Accepted for/Published in: JMIR Medical Informatics
Date Submitted: Jun 14, 2025
Date Accepted: Sep 9, 2025
Date Submitted to PubMed: Sep 9, 2025
YOLOv12 Algorithm-Aided Detection and Classification of Lateral Malleolar Avulsion Fracture and Subfibular Ossicle Based on CT Images: A Multicenter Study
ABSTRACT
Background:
Lateral malleolar avulsion fracture (LMAF) and subfibular ossicle (SFO) are distinct entities that both present as small bone fragments near the lateral malleolus on imaging, yet require different treatment strategies. Clinical and radiological differentiation is challenging, which can impede timely and precise management. On imaging, magnetic resonance imaging (MRI) is the diagnostic gold standard for differentiating LMAF from SFO, whereas radiological differentiation on computed tomography (CT) alone is challenging in routine practice.

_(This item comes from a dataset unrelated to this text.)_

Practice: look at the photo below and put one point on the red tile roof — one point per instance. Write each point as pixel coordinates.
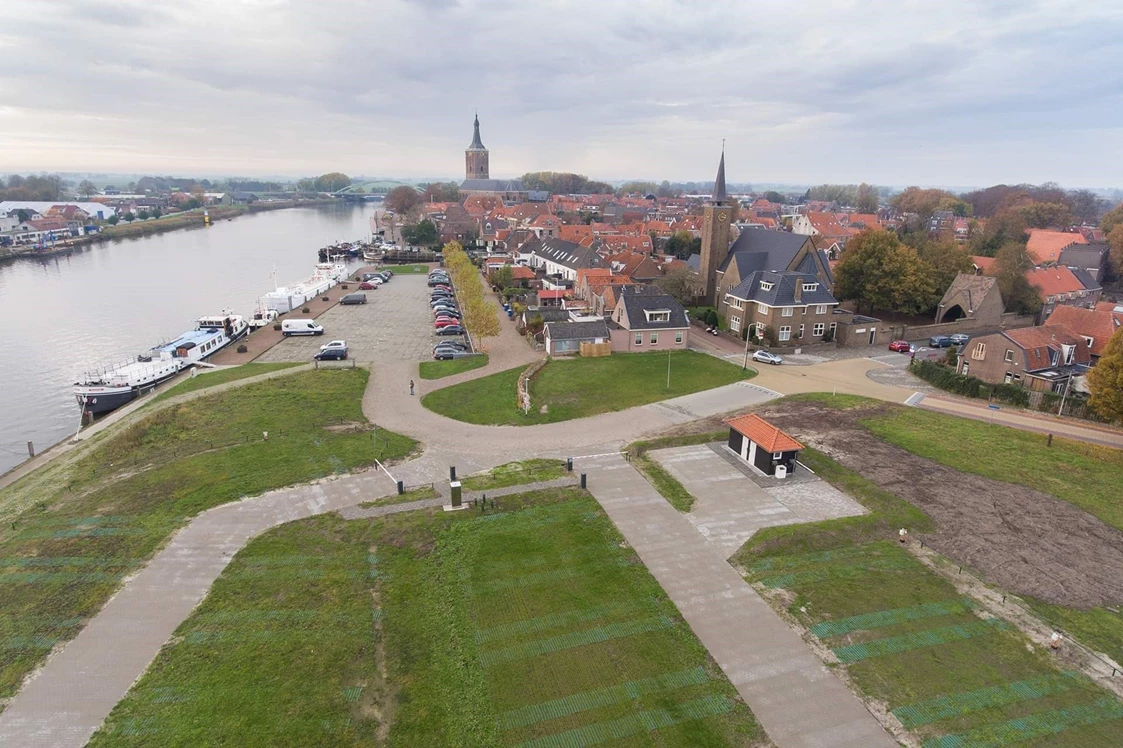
(1096, 324)
(764, 434)
(1044, 245)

Deep convolutional neural networks (DCNNs) have shown promise in musculoskeletal imaging diagnostics, but robust, multicenter evidence in this specific context is lacking.
Objective:
To evaluate several state-of-the-art DCNNs—including the latest YOLOv12 algorithm - for detecting and classifying LMAF and SFO on CT images, using MRI-based diagnoses as the gold standard, and to compare model performance with radiologists reading CT alone.
Methods:
In this retrospective study, 1,918 patients (LMAF: 1253, SFO: 665) were enrolled from two hospitals in China between 2014 and 2024. MRI served as the gold standard and was independently interpreted by two senior musculoskeletal radiologists. Only CT images were used for model training, validation, and testing. CT images were manually annotated with bounding boxes. The cohort was randomly split into a training set (n=1,092), internal validation set (n=476), and external test set (n=350). Four deep learning models - Faster R-CNN, SSD, RetinaNet, and YOLOv12 - were trained and evaluated using identical procedures. Model performance was assessed using mean average precision at IoU=0.5 (mAP50), area under the receiver-operating curve (AUC), accuracy, sensitivity, and specificity. The external test set was also independently interpreted by two musculoskeletal radiologists with 7 and 15 years of experience, with results compared to the best performing model. Saliency maps were generated using Shapley values to enhance interpretability.
Results:
Among the evaluated models, YOLOv12 achieved the highest detection and classification performance, with a mAP50 of 92.1% and an AUC of 0.983 on the external test set - significantly outperforming Faster R-CNN (mAP50: 63.7%, AUC: 0.79), SSD (mAP50 63.0%, AUC 0.63), and RetinaNet (mAP50: 67.0%, AUC: 0.73) (all P < .05). When using CT alone, radiologists performed at a moderate level (accuracy: 75.6%/69.1%; sensitivity: 75.0%/65.2%; specificity: 76.0%/71.1%), whereas YOLOv12 approached MRI-based reference performance (accuracy: 92.0%; sensitivity: 86.7%; specificity: 82.2%). Saliency maps corresponded well with expert-identified regions.
Conclusions:
While MRI (read by senior radiologists) is the gold standard for distinguishing LMAF from SFO, CT-based differentiation is challenging for radiologists. A CT-only DCNN (YOLOv12) achieved substantially higher performance than radiologists reading CT alone and approached the MRI-based reference standard, highlighting its potential to augment CT-based decision-making where MRI is limited or unavailable.